2008 was a Learning Year for me. I spent all 12 months involved in an intensive leadership program at work with a group of about 15 other folks. Once a month we would get “out of the office” for a day and learn about ourselves, our personalities, our leadership styles and of course some general business acumen. It was a little bit corporate, a little bit hippie dippy but most of all it was incredibly informative.
For a year it was a Public Speaking Bootcamp (and for that I’m especially grateful for with this upcoming Colorado gig! ha!) But it was also a year of learning to gracefully take uncomfortable feedback and to manage long term projects. It was lots of goal setting and learning how to breakdown difficult discussions and also how to communicate your intentions while doing so. It was a lot of hard work and there were a number of times where I thought to myself “Why can’t you just clock in and clock out? This is your job, not your life. Why are you here?” But the truth is, I learned a lot of things that have affected my life since. That have helped me have confidence charting my own path and being who I am, and for that I will always be grateful and glad that I did the extra work.

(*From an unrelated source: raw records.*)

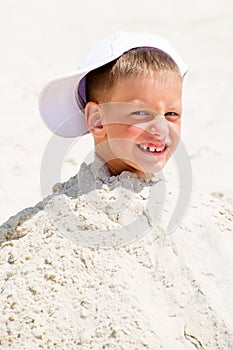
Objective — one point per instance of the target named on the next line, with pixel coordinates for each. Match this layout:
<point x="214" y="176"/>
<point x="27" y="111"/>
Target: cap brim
<point x="58" y="106"/>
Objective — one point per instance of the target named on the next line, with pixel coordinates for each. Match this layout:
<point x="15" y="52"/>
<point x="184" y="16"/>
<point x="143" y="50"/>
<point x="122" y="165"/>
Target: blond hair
<point x="139" y="61"/>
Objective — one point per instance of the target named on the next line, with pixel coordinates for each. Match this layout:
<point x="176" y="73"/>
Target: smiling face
<point x="140" y="123"/>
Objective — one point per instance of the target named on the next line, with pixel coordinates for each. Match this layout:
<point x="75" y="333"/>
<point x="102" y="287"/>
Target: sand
<point x="75" y="275"/>
<point x="161" y="291"/>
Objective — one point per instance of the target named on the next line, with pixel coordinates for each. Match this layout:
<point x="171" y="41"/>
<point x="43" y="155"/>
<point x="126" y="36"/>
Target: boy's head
<point x="133" y="109"/>
<point x="132" y="105"/>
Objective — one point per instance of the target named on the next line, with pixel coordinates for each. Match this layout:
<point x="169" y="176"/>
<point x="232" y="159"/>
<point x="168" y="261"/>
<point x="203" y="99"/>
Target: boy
<point x="130" y="89"/>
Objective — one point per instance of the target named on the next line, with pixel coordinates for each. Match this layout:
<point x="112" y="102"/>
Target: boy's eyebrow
<point x="139" y="103"/>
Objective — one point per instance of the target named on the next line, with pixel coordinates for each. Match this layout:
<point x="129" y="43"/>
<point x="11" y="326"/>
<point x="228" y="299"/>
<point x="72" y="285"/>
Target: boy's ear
<point x="93" y="117"/>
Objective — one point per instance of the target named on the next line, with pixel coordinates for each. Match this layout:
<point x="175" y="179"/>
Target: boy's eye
<point x="142" y="115"/>
<point x="172" y="116"/>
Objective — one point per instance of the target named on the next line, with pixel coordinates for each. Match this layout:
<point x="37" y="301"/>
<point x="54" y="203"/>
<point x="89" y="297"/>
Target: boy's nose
<point x="159" y="127"/>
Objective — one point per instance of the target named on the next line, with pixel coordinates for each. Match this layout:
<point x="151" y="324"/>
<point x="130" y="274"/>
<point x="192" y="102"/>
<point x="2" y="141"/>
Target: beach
<point x="50" y="281"/>
<point x="39" y="43"/>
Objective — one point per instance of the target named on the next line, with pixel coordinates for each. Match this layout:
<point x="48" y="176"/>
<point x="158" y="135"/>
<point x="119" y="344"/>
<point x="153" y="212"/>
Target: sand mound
<point x="156" y="291"/>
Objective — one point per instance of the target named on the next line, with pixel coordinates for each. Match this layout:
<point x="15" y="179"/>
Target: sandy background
<point x="42" y="39"/>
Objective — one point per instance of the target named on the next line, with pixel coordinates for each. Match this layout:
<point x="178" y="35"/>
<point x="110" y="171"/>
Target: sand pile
<point x="66" y="283"/>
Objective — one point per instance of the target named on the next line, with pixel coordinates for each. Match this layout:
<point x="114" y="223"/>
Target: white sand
<point x="161" y="292"/>
<point x="168" y="292"/>
<point x="40" y="40"/>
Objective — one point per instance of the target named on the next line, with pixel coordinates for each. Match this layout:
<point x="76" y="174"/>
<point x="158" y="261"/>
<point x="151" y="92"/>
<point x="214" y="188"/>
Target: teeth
<point x="152" y="149"/>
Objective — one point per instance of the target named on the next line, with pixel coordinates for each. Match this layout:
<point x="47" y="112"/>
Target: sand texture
<point x="159" y="292"/>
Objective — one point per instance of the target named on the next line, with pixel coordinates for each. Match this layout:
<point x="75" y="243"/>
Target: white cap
<point x="58" y="104"/>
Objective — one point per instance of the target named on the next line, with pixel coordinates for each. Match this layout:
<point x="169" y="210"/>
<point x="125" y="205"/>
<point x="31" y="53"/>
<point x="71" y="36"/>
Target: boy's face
<point x="141" y="124"/>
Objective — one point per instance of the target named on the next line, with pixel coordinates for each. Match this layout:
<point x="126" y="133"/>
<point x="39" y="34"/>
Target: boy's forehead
<point x="144" y="90"/>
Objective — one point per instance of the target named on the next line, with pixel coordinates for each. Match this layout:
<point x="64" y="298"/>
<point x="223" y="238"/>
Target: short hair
<point x="135" y="62"/>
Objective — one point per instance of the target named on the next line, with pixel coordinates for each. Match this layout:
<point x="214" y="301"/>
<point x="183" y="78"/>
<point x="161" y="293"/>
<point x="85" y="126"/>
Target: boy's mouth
<point x="152" y="149"/>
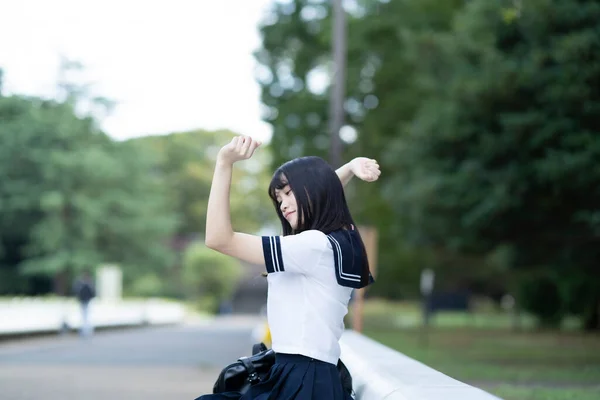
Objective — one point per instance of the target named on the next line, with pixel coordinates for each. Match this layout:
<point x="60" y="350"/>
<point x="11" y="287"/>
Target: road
<point x="175" y="362"/>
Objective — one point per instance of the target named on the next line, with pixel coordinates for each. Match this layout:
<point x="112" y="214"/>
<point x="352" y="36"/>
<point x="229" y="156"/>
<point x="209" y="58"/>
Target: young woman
<point x="312" y="269"/>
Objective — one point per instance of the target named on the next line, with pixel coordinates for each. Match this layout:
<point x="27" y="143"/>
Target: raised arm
<point x="219" y="232"/>
<point x="364" y="168"/>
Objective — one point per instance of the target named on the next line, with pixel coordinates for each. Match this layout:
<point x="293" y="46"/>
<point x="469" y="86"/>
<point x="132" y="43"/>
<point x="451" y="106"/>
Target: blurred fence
<point x="39" y="315"/>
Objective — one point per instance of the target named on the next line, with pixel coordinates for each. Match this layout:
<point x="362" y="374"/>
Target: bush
<point x="541" y="296"/>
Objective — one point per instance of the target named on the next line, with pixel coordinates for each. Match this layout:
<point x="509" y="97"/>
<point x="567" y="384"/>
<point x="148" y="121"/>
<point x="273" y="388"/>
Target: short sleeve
<point x="293" y="253"/>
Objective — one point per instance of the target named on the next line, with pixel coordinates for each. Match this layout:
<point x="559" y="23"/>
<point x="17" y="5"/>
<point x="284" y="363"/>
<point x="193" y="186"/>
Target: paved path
<point x="179" y="362"/>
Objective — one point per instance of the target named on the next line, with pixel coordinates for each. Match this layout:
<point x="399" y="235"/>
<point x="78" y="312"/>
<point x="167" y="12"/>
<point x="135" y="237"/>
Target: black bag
<point x="248" y="371"/>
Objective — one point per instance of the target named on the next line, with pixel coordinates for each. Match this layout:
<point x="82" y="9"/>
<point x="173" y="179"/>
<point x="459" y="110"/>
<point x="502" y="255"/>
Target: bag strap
<point x="253" y="377"/>
<point x="258" y="348"/>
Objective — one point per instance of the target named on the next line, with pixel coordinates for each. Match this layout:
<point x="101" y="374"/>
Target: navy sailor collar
<point x="349" y="258"/>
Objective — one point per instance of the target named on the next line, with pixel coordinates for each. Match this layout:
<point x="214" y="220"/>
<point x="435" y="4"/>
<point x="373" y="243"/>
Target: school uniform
<point x="311" y="277"/>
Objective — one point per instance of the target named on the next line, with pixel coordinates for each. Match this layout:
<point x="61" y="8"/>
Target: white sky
<point x="171" y="65"/>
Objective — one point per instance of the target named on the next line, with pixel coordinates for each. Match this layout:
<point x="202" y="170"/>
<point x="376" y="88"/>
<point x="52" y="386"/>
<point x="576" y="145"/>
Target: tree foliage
<point x="483" y="117"/>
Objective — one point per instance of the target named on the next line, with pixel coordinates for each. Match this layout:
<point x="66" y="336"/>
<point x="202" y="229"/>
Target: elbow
<point x="215" y="243"/>
<point x="211" y="243"/>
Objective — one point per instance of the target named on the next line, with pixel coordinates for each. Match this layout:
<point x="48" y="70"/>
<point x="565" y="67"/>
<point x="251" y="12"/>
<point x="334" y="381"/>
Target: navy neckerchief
<point x="348" y="257"/>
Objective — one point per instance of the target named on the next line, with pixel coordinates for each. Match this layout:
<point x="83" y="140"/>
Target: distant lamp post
<point x="427" y="285"/>
<point x="338" y="88"/>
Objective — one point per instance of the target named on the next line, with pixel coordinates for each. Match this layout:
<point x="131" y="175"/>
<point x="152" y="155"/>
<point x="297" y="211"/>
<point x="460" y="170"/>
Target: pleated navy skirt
<point x="293" y="377"/>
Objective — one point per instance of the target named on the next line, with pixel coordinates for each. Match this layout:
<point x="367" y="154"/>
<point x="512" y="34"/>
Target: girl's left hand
<point x="366" y="169"/>
<point x="240" y="148"/>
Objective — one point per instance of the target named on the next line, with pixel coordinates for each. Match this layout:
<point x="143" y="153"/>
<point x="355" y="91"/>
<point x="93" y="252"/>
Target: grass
<point x="483" y="351"/>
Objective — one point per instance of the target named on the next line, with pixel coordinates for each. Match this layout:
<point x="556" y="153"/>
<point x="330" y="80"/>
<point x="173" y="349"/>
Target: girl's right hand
<point x="366" y="169"/>
<point x="240" y="148"/>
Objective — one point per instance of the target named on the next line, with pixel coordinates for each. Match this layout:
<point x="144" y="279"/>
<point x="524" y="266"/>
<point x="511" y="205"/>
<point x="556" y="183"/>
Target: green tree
<point x="500" y="150"/>
<point x="71" y="198"/>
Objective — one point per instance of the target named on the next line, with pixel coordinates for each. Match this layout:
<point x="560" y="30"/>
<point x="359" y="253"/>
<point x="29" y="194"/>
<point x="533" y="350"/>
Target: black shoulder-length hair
<point x="320" y="199"/>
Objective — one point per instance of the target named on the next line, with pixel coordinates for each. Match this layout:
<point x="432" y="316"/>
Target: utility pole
<point x="336" y="100"/>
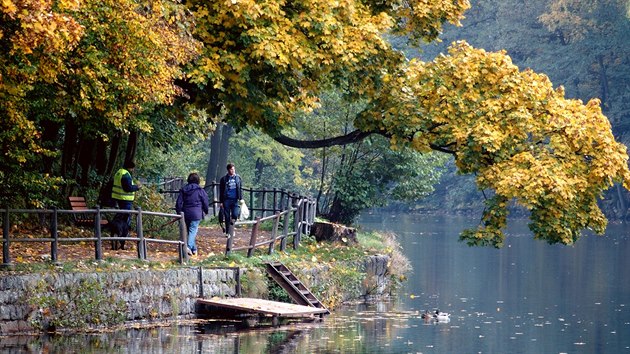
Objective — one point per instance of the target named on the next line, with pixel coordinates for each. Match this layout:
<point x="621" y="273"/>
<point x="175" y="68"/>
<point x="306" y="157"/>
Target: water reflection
<point x="528" y="297"/>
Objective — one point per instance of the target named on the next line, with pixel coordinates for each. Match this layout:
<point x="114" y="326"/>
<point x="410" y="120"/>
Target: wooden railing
<point x="267" y="205"/>
<point x="303" y="217"/>
<point x="98" y="238"/>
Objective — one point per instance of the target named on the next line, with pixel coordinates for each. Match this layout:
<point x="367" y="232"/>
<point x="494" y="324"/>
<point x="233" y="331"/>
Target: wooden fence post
<point x="297" y="225"/>
<point x="275" y="200"/>
<point x="183" y="236"/>
<point x="251" y="205"/>
<point x="98" y="244"/>
<point x="285" y="232"/>
<point x="252" y="240"/>
<point x="229" y="228"/>
<point x="6" y="260"/>
<point x="54" y="235"/>
<point x="274" y="232"/>
<point x="263" y="205"/>
<point x="142" y="245"/>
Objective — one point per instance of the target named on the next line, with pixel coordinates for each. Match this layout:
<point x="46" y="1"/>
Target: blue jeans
<point x="125" y="205"/>
<point x="193" y="226"/>
<point x="232" y="209"/>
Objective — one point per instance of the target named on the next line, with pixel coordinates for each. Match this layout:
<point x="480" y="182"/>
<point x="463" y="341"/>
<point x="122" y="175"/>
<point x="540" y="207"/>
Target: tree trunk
<point x="50" y="136"/>
<point x="321" y="182"/>
<point x="85" y="160"/>
<point x="260" y="167"/>
<point x="100" y="160"/>
<point x="213" y="161"/>
<point x="113" y="155"/>
<point x="132" y="146"/>
<point x="224" y="151"/>
<point x="603" y="81"/>
<point x="69" y="148"/>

At the end of the year we had a little awards ceremony and many of the leaders who had guided our study throughout the year made special points to congratulate us and say nice things about our progress. One of the people I really connected with that year stopped me at the end and gave me a compliment that seemed odd to me at the time, but I bookmarked it in my mind and have thought about a lot since. He said, “Your personal brand is your vulnerability. It’s a gift and it is what makes you relatable, and in a leadership role this will earn you great respect an authority.” I hate myself a little bit for using the phrase “Personal Brand” here but I think you know what I’m getting at.
For a long time I thought to myself — Crap! He thought I was a hot mess that entire year. I open myself up too easily, let loose a little too often and a little too uncensored. How the hell will people respect me if I’m just airing my business everywhere? How am I supposed to see this as a gift? And when I came across the following line is Brene Brown’s book Daring Greatly, almost 4 years later, I had a little light bulb moment:
Vulnerability is based on mutuality and requires boundaries and trust. It’s not oversharing, it’s not purging, it’s not indiscriminate disclosure, and it’s not celebrity-style social media information dumps. Vulnerability is about sharing our feelings and our experiences with people who have earned the right to hear them. Being vulnerable and open is mutual and an integral part of the trust building process.
As I read this book, I was transplanted right back to that Learning Year of 2008. So much of the information in it made me think about my behaviors and motivation in work and in life. It made me think about what I want my relationships to look like, how I want to parent and how I want live. And one of the most surprising things about it is that it is so rare that a book can do all of that while also having such a charming voice and being full of great research.
While I read this book first as an obligation, I am so happy that I did. Because now? I can recommend it highly from my the bottom of my heart.
I read this book as a part of BlogHer Book Club and while I was compensated for my review as well as provided a fee copy of the book, all opinions expressed are my own.